There's no doubt that Americans don't feel that our national security is being overly protected as we watch videos of the Attorney General squirming and dodging when asked by a member of the House Judiciary Committee to draw a possible connection between the term "radical Islam" and the Times Square bomber, a Pakistani who trained with and was funded by the Taliban.
What is Big Nanny protecting us from? Dietary salt. Adipose tissue in our children's pudgy little cheeks. Accidental exposure to the sight of an 8-foot cross tucked away in 1.5 million acre desert.
How about Muslim wack-jobs trying to blow up American children while they watch a play on Times Square? There we're on our own.
Back in 2006, Mark Steyn pointed out that Big Government is a national security threat:
The state has gradually annexed all the responsibilities of adulthood--health care, child care, care of the elderly--to the point where it's effectively severed its citizens from humanity's primal instincts, not least the survival instinct.
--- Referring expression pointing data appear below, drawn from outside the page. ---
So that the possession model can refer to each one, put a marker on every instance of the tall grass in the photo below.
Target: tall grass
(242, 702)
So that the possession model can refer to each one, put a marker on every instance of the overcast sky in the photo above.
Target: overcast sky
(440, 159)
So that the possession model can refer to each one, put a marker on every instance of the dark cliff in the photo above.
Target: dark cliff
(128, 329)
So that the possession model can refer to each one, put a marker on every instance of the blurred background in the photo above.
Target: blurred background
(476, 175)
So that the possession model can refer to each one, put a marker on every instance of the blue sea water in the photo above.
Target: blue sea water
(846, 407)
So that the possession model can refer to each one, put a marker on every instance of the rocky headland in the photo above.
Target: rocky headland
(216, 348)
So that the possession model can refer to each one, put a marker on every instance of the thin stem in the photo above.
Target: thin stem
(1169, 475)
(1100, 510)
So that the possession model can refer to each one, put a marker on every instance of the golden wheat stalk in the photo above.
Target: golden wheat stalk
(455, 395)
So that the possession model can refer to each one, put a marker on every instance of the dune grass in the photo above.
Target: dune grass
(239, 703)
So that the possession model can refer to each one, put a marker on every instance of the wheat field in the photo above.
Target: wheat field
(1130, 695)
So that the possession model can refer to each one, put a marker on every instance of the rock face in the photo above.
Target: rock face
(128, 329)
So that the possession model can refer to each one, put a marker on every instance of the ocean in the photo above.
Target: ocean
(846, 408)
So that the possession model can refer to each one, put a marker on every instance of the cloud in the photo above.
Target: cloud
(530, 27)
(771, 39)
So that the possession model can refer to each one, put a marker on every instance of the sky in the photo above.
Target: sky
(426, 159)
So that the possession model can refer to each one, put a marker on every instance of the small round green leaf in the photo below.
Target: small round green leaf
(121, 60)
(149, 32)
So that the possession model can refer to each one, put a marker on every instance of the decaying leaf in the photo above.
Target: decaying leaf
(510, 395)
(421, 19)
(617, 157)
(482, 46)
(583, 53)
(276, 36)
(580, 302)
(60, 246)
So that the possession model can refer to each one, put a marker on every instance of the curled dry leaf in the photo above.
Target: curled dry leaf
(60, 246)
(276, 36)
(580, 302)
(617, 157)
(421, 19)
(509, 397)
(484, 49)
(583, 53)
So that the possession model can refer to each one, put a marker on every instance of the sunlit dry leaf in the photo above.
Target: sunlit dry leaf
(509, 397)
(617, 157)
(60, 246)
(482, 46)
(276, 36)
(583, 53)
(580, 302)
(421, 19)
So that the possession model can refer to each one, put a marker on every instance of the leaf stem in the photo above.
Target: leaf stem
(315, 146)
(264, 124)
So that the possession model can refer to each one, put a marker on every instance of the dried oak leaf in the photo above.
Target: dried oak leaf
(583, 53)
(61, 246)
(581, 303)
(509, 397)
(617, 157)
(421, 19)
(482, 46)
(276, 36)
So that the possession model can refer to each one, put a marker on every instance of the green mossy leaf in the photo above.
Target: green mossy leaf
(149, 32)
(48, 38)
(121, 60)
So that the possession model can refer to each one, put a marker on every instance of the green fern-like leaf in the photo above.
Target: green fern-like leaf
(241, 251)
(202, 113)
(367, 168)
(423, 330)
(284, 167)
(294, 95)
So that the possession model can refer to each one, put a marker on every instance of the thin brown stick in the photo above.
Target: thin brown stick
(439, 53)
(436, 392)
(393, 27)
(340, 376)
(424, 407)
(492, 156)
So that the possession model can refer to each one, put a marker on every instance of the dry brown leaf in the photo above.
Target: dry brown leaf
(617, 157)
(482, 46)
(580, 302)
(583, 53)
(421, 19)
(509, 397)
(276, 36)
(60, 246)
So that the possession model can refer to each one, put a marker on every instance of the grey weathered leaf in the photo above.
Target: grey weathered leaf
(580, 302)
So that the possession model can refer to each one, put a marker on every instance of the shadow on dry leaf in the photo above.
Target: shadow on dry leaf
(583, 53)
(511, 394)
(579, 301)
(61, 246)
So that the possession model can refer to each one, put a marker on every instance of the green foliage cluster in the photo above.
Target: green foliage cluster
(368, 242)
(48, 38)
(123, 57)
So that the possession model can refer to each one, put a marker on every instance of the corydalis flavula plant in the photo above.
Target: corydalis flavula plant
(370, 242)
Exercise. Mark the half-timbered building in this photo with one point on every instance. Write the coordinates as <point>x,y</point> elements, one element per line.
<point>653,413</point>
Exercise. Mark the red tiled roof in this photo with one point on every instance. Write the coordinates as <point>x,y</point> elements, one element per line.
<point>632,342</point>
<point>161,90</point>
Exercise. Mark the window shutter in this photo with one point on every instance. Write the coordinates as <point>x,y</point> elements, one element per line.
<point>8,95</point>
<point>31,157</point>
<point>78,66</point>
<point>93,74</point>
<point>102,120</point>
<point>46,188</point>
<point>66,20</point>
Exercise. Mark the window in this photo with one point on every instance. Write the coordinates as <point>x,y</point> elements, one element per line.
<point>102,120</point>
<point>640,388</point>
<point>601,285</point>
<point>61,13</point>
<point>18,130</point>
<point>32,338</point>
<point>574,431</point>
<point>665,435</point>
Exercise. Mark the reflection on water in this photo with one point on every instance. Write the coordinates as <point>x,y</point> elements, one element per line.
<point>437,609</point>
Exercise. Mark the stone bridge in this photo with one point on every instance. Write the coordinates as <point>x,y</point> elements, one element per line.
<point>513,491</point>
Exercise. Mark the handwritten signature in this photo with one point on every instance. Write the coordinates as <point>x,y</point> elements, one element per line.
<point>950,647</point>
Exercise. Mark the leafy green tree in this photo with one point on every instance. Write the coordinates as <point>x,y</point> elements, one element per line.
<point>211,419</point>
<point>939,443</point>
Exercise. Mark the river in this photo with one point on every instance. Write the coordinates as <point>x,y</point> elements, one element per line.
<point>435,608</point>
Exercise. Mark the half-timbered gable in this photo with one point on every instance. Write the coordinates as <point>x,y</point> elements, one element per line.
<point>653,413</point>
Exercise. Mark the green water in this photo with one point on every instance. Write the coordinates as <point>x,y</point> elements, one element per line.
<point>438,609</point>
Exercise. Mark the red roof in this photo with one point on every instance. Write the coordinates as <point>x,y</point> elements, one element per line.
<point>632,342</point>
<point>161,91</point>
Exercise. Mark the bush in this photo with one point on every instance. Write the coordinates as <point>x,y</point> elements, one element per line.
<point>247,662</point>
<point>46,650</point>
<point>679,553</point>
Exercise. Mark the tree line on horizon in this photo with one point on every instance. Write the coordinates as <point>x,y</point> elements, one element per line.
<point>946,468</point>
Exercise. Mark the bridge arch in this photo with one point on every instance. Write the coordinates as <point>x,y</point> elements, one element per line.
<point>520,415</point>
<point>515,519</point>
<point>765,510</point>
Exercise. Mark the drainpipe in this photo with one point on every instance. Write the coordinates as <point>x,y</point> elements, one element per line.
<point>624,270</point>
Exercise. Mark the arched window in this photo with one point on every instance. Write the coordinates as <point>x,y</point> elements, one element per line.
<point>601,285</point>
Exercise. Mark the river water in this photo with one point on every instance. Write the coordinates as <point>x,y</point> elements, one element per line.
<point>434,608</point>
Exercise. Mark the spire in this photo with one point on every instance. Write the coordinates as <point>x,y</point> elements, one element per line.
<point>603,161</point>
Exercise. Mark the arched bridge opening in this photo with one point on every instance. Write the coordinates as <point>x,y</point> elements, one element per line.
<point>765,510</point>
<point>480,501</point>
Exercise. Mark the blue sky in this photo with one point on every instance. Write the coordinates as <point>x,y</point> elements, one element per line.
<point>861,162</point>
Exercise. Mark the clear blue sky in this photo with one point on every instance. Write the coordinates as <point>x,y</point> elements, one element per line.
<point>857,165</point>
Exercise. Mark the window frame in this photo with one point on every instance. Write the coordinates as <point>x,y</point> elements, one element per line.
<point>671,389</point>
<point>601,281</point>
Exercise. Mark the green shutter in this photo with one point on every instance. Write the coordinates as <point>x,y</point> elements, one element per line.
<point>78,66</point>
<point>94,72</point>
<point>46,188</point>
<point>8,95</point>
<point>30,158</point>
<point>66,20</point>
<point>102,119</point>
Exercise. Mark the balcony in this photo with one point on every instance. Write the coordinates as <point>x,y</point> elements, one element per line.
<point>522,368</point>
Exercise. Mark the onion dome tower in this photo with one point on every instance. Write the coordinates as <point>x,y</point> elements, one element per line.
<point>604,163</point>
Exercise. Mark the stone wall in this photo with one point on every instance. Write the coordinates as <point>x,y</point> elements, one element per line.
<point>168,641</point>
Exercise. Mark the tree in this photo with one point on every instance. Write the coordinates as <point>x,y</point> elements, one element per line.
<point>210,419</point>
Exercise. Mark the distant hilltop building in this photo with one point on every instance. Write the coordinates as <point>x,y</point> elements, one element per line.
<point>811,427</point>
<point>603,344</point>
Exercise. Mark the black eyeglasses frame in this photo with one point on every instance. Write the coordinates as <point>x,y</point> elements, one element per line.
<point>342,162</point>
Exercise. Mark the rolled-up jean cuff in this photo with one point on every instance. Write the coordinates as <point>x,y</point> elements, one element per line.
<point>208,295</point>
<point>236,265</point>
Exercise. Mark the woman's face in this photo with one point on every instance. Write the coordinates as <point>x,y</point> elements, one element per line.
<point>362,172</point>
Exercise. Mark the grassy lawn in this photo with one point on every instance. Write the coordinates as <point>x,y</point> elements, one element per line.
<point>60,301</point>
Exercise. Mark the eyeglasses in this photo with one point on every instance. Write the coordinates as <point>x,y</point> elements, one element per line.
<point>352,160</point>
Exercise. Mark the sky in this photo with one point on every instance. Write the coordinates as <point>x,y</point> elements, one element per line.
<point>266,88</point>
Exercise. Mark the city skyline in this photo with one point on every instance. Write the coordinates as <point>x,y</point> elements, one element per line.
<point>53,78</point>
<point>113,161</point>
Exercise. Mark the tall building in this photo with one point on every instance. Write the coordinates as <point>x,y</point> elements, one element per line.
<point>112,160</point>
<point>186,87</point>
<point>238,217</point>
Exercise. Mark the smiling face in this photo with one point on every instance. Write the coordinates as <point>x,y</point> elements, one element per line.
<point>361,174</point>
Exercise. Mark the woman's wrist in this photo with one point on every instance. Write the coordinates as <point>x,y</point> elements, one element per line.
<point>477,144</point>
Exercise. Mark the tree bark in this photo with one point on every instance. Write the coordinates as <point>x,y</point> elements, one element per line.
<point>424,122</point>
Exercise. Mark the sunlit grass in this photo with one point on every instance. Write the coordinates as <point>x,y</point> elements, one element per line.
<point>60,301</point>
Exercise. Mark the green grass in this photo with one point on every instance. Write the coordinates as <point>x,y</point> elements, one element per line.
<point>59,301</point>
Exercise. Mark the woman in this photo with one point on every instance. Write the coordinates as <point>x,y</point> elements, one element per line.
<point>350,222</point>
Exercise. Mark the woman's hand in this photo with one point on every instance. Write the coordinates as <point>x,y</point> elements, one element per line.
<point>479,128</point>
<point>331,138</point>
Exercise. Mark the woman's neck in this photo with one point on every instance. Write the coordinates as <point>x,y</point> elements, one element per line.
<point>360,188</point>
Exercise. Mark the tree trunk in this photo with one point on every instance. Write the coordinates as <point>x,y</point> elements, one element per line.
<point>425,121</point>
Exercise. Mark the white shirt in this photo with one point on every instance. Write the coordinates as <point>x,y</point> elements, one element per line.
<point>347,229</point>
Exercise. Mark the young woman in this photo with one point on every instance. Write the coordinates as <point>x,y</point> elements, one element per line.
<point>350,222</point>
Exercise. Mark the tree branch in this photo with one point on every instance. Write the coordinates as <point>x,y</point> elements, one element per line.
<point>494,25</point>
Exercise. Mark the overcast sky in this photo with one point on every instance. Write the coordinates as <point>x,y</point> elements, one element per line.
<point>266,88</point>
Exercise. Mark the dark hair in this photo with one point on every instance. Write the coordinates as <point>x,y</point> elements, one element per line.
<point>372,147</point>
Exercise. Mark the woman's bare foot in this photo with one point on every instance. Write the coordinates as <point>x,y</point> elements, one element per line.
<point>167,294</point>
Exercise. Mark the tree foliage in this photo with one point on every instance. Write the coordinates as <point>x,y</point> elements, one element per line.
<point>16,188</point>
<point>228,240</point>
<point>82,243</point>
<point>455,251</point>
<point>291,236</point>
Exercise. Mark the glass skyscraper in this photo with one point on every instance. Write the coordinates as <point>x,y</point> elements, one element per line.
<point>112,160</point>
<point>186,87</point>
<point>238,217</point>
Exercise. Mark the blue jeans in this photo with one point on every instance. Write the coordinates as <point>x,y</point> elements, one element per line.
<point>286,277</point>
In the American context, the federal "deficit" isn't the problem; it's the government programs that cause the deficit. These programs would be wrong even if Bill Gates wrote a check to cover them each month. They corrode the citizen's sense of self-reliance to a potentially fatal degree. Big government is a national security threat; it increases your vulnerability to threats like Islamism, and makes it less likely you'll be able to summon the will to rebuff it. We should have learned that lesson on September 11, 2001, when big government flopped big-time and the only good news of the day came from the ad hoc citizen militia of Flight 93. (America Alone, prologue to 2008 edition)Enter a new and extensive set of 59 carbon-tracking and taxing government bureaucracies designed to infantilize us even more. If you'd like a closer look at this list (courtesy of Investors Business Daily and Mark Morano of Climate Depot), click on the image to open it, then click on it again to zoom.
My personal favorite on the list is #60, which is not a government bureaucracy per se. Item #60 merely gives the EPA authority to establish additional "climate change" programs when the previous 59 new bureaucracies prove insufficient. These agencies, now merely gleams in Big Nanny's eye, include agencies affecting "climate change" and water management, fire protection, and coastal watersheds. We wouldn't want to let any opportunities for new tax-supported government bureaucracies to slip away. You still might have some money left under one of your sofa cushions.